I found, upon disassembly, that bolt #3 in transmission diagram 3, was broken. 

Where I think I have made an error, was in the shims of the gears #9 & #43, in transmission diagram #1.


----------



## YSHSfan

Lets hope that those Service and Assembly Manuals show up or get uploaded soon...... :smiley-confused009: :smiley-confused009: :smiley-confused009:

Keep me posted when you get back to it.


----------



## db9938

I will, and I will post pics.


----------



## McGreggor

Hi
I just bought my Ricky (Here in Sweden the handle sticker says YS-NX and the serial sticker says YS524TE) unfortunatly I recieved a manual that seems to be written for the YS624 model ;(.

I only tried it once for snowremoval so far, but I seem to have kind of the same problem as hsblowerfan describes above. When driving forward it stops going forward quite often. If I reclutch it moves again and if I lift the tracktion it works fine. I think this occurs more often the higher the speed setting I use. 
I also wondered if this is a safety setting? I might have the clearance of the snowblower set wrong since I haven´t changed this yet. Though it seems to be too small of a resistance when stopping to be a safety setting!?
So I´m a bit afraid that it might be some issues with the transmission?

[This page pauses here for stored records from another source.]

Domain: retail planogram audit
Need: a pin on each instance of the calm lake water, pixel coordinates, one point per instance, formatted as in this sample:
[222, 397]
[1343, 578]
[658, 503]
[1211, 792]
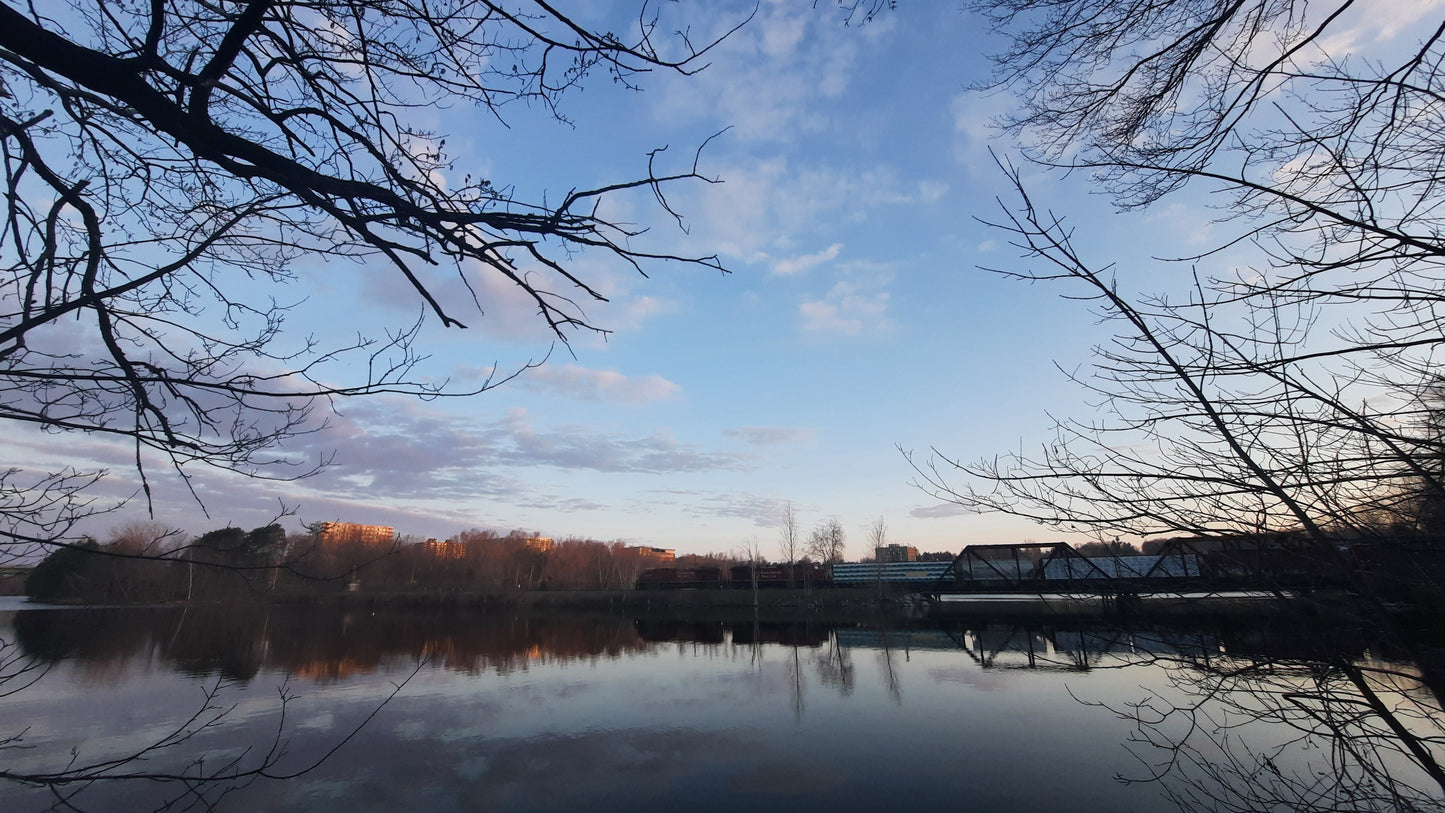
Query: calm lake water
[435, 711]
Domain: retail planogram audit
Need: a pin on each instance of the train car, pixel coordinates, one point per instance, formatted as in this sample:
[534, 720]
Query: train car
[915, 575]
[679, 579]
[770, 576]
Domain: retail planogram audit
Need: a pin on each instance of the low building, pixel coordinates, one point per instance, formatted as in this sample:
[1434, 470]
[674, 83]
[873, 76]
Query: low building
[895, 553]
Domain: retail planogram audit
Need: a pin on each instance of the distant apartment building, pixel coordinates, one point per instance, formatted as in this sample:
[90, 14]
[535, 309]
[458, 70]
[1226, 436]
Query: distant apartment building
[896, 553]
[653, 555]
[353, 532]
[450, 549]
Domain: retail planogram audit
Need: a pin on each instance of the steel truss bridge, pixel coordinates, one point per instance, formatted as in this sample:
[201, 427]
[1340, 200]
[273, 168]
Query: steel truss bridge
[1178, 566]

It feels and sounds a bit like a metallick "clicking" when it stops going forward
Do any of you recognize this issue and were any of you able to fix it? 
Hope you can understand my English

BR
McGreggor


----------



## YSHSfan

McGreggor said:


> I only tried it once for snowremoval so far, but I seem to have kind of the same problem as hsblowerfan describes above. When driving forward it stops going forward quite often. If I reclutch it moves again and if I lift the tracktion it works fine. I think this occurs more often the higher the speed setting I use. I also wondered if this is a safety setting? I might have the clearance of the snowblower set wrong since I haven´t changed this yet. Though it seems to be too small of a resistance when stopping to be a safety setting!?
> So I´m a bit afraid that it might be some issues with the transmission?
> 
> It feels and sounds a bit like a metallick "clicking" when it stops going forward
> Do any of you recognize this issue and were any of you able to fix it?
> Hope you can understand my English
> 
> BR
> McGreggor


 I have not gotten around dealing with the issue on my Rickys, I am still hoping to find a Service Manual for them, so that I can go thru them. I do not recall my blowers making a clicking noise though (I may have forgoten). I will have to pay attention to that when I use them this winter.
If I get to deal with the issue and I encuonter the problem I will post the information and the fix if I am able to repair it.
In the mean time I'm waiting to find a Service Manual, a PDF file or any form of reproduction of the manual.


----------



## CcsCloset

Weight &height of YAMAHA RICKY ❄❄❄❄ NEEDING TO SHIP FROM MPLS TO NEW YORK, trying to determine Shipping 😜


----------



## orangputeh

CcsCloset said:


> Weight &height of YAMAHA RICKY ❄❄❄❄ NEEDING TO SHIP FROM MPLS TO NEW YORK, trying to determine Shipping 😜


the ebay auction said shipping was $4.45

or is shipping included?


----------